By comparison to the rancorous Republican contest, the arguments were respectful and the criticisms mild.
Clinton said she was “proud” of the way she and Sanders have waged their campaigns. She said she and Sanders share many of the same ideals as wells as the priority preventing Republican from regaining the White House. “We share a lot of the same big progressive goals but we go about them in different ways,” she said.
Even given an opening to criticize, the responses were measured. Asked why voters thought Clinton was stronger on terrorism, Sanders said it was because of her experience. Still, he said, he was on the right side of the defining foreign policy decision of the era with his vote against the 2003 invasion of Iraq. “I have the judgment,” he said.

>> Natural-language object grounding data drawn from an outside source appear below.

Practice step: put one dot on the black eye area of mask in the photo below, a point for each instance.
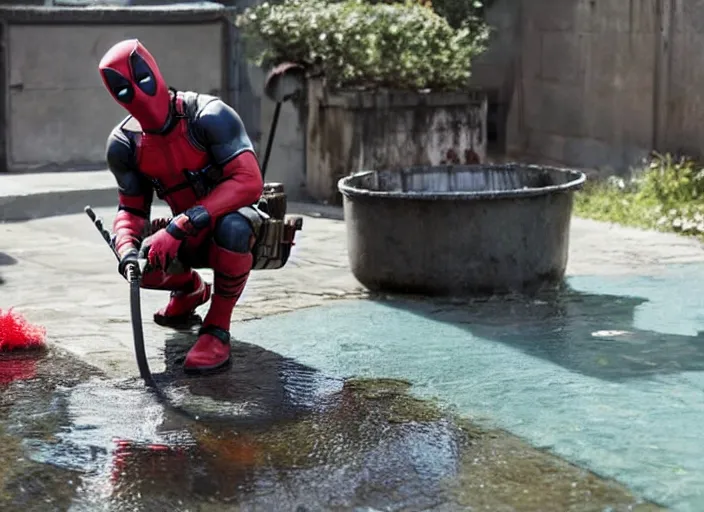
(120, 87)
(143, 75)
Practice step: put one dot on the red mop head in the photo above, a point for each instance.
(16, 333)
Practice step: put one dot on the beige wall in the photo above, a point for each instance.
(586, 83)
(599, 83)
(59, 112)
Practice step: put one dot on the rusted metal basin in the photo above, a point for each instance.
(459, 230)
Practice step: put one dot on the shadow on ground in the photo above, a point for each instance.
(80, 442)
(587, 333)
(6, 260)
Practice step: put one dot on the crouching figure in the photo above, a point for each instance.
(193, 152)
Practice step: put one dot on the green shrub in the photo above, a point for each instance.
(666, 194)
(358, 44)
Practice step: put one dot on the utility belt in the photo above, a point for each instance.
(274, 232)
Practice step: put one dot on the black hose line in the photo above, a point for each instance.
(134, 278)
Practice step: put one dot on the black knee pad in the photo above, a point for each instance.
(233, 232)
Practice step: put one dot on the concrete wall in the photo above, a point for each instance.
(60, 113)
(353, 131)
(598, 83)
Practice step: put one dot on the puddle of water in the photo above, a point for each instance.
(609, 375)
(78, 442)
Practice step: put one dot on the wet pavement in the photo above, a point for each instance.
(609, 376)
(608, 373)
(77, 441)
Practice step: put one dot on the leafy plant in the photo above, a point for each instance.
(359, 44)
(666, 194)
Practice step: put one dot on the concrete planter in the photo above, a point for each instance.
(459, 230)
(348, 131)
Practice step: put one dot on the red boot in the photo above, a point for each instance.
(212, 350)
(188, 292)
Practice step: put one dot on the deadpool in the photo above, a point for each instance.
(191, 150)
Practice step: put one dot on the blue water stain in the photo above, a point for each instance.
(609, 375)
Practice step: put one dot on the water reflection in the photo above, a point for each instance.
(588, 333)
(81, 443)
(259, 388)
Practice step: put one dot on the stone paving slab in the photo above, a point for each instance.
(64, 277)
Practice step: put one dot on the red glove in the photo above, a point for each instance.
(163, 249)
(165, 243)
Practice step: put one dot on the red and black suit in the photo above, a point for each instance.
(192, 150)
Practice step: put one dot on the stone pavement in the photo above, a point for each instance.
(59, 273)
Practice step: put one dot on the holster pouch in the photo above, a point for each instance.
(274, 232)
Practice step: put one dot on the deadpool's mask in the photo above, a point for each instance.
(133, 78)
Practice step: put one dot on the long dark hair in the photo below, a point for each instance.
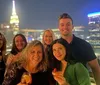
(57, 63)
(3, 48)
(14, 49)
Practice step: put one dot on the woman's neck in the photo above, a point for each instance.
(64, 65)
(68, 38)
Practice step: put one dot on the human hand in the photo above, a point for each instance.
(58, 76)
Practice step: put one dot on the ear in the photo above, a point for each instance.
(72, 26)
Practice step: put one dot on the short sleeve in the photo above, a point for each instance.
(82, 74)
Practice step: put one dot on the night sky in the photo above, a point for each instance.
(42, 14)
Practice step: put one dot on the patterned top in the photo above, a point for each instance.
(14, 74)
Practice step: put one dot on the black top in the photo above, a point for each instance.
(14, 74)
(80, 50)
(2, 70)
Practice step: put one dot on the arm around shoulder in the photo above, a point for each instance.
(96, 70)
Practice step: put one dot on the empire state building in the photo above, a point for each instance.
(14, 20)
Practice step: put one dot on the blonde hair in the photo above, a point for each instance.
(42, 66)
(53, 36)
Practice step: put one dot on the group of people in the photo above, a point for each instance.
(50, 62)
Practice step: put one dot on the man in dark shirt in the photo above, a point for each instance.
(80, 50)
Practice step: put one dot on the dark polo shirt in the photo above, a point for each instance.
(80, 50)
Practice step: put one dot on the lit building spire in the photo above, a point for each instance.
(14, 20)
(13, 9)
(14, 17)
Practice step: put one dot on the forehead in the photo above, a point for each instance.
(66, 20)
(36, 47)
(56, 45)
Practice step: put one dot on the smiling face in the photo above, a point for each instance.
(48, 37)
(59, 51)
(19, 42)
(65, 26)
(35, 55)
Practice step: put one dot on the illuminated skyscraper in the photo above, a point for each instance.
(94, 20)
(94, 31)
(14, 20)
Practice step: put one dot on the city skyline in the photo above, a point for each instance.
(44, 14)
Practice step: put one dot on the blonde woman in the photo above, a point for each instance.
(32, 62)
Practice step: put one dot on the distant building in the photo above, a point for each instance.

He added later that she’s had a long and distinguished career.
As senator, Clinton voted in favor of the authorization to go to war, a key factor in her loss to then-Sen. Barack Obama in the 2008 Democratic nomination race. As she has in the past, Clinton last night called that vote a mistake.
He disputed Clinton’s contention that she’s best equipped to win the November general election, “I believe quite honestly that I am the strongest candidate to do that because I think I can drive a large voter turnout, bring in new energy into the Democratic Party,” he said. Sanders also said he hoped real estate mogul and reality TV star Donald Trump would win the Republican nomination.
Their appearance at the town hall came two days after Clinton’s razor-thin win in Iowa. While polls favor Sanders in New Hampshire, Clinton retains an edge in the states that follow with their own primaries or caucuses.
They are expected to appear at a debate tonight.